Pengolahan Sampah Plastik Belum Optimal, Produsen Harus Ambil Bagian
A
A
A
JAKARTA - Pelaku industri menerangkan, pemakaian plastik per kapita di Indonesia masih rendah yang diperkirakan sekitar 21-22 kg per tahun dengan total jumlah sekitar 5,9 juta ton per tahun. Meski volumenya terbilang lebih rendah dibandingkan Korea dan Jepang, akan tetapi sampah plastik menjadi permasalahan besar karena pengelolaan yang belum optimal.
“Korea itu pemakaian plastik sudah 141 kg per kapita per tahun, demikian juga dengan Jepang konsumsi per kapita kira-kira 80 kg per tahun,” lanjut Wakil Ketua Asosiasi Industri Olefin Aromatik dan Plastik Indonesia Edi Rivai dalam acara Social Good Summit 2019 bertajuk Climate Crisis: It’s Up to You to Stop It! yang berlangsung di Jakarta, Selasa (26/11/2019).
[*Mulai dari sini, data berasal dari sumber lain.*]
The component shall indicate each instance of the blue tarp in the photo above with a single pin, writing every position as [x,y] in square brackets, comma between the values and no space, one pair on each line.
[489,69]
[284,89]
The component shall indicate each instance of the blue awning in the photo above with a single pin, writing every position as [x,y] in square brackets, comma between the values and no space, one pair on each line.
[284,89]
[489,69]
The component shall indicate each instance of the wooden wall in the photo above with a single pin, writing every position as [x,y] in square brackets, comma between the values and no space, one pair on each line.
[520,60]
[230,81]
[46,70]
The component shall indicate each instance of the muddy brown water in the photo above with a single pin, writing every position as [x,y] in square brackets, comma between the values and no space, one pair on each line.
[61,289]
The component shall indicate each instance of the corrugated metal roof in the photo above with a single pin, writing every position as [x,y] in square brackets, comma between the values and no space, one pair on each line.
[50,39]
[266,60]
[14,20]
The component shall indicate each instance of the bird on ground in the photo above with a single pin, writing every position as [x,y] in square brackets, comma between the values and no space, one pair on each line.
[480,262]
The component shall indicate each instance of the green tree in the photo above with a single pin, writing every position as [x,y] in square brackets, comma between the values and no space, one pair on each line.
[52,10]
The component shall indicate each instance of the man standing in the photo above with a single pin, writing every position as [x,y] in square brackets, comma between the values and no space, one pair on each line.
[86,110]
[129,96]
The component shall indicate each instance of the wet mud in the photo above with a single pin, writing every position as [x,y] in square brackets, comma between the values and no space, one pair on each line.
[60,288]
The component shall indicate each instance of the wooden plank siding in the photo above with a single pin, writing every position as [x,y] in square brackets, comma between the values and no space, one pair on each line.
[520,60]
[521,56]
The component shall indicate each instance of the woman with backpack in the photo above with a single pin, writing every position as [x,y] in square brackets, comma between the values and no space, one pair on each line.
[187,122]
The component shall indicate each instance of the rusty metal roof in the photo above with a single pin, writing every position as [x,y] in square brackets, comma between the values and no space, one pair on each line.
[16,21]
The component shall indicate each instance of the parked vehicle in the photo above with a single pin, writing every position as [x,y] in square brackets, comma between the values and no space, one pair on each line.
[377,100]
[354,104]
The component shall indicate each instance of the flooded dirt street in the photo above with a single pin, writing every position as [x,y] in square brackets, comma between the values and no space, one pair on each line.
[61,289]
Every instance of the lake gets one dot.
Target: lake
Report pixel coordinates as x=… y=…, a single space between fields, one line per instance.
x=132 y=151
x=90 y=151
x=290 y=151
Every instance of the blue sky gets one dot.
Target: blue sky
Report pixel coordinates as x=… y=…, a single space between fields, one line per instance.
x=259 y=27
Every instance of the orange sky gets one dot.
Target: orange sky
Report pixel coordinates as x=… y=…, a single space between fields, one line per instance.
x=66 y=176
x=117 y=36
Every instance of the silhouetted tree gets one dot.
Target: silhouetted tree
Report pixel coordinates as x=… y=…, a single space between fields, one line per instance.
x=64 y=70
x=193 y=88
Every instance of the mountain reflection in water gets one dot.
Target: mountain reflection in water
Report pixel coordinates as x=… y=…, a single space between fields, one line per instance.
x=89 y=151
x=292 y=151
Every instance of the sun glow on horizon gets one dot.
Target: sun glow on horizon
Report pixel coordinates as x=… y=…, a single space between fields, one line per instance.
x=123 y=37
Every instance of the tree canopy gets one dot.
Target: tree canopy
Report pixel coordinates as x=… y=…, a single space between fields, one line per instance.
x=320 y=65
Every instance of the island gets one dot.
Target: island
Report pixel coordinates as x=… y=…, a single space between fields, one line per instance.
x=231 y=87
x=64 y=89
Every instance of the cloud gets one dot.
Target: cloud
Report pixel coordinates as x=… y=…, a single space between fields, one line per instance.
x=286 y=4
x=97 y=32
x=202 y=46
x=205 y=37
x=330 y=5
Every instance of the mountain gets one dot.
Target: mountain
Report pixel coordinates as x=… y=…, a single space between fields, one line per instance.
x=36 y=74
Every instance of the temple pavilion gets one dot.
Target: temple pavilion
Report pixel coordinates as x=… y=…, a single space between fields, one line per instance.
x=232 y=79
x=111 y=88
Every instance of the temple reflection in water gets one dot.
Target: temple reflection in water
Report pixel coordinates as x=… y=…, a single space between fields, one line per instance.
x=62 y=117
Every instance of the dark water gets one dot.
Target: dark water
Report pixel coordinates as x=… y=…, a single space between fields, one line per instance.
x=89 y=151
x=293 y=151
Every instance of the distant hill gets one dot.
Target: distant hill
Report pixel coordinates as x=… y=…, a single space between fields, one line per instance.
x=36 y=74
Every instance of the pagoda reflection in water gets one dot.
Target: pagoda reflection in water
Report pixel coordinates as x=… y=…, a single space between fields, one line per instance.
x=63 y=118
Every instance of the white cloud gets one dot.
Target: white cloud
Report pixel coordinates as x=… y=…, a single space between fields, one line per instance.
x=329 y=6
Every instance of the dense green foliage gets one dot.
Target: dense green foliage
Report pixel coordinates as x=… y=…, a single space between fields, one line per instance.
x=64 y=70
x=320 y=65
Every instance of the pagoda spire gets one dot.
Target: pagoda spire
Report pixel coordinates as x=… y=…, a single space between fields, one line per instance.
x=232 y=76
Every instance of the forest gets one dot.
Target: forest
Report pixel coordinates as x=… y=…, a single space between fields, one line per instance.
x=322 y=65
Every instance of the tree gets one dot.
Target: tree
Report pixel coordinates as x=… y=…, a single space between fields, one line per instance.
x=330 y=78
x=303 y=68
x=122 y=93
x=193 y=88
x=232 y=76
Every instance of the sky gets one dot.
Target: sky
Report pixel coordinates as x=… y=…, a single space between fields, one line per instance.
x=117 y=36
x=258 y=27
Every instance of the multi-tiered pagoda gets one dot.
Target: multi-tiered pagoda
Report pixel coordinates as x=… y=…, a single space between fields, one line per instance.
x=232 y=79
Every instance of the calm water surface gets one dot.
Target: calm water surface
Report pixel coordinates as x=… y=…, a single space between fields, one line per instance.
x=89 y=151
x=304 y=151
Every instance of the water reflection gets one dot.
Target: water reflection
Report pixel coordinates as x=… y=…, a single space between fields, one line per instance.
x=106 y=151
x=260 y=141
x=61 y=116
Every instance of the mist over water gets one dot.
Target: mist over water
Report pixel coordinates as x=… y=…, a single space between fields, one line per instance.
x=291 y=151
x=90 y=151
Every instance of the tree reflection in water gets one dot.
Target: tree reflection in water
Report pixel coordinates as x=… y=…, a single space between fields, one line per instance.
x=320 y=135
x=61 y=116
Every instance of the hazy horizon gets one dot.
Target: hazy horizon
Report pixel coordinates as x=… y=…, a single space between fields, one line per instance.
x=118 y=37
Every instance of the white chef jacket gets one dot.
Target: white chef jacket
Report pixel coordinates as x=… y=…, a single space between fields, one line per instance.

Edi menambahkan meski volume relatif lebih kecil dibanding negara lain, namun sampah palstik menjadi permasalahan besar, karena pengelolaannya belum optimal. “Jadi ke depan tinggal bagaimana kita mengelola dari out put (sampah) plastik itu sendiri,” sambunya.
Caranya antara lain terang dia dengan melibatkan rumah tangga untuk memilah sampah dari rumah. Terlebih menurut Edi, pada dasarnya plastik diproduksi bukan untuk sekali pakai.
Berdasarkan survei yang dihelat Katadata Insight Center (KIC) terhadap 354 responden di lima kota besar, yaitu Jakarta, Bandung, Semarang, Yogyakarta, dan Surabaya, tercatat rumah tangga yang memilah sampah di Indonesia baru mencapai 49,2%. Dalam survei ini dari 50,8% rumah tangga yang tidak memilah sampah mencapai 79%, di antaranya beralasan karena tidak ingin repot.
“Mereka berpikir ribet, milih ini jenis apa, dan mereka juga berpikir nanti di tempat pembuangan, sampah akan tercampur,” kata Franklin Michael Hutasoid dari KIC dalam paparan Kelola Sampah Mulai dari Rumah di acara Social Good Summit 2019.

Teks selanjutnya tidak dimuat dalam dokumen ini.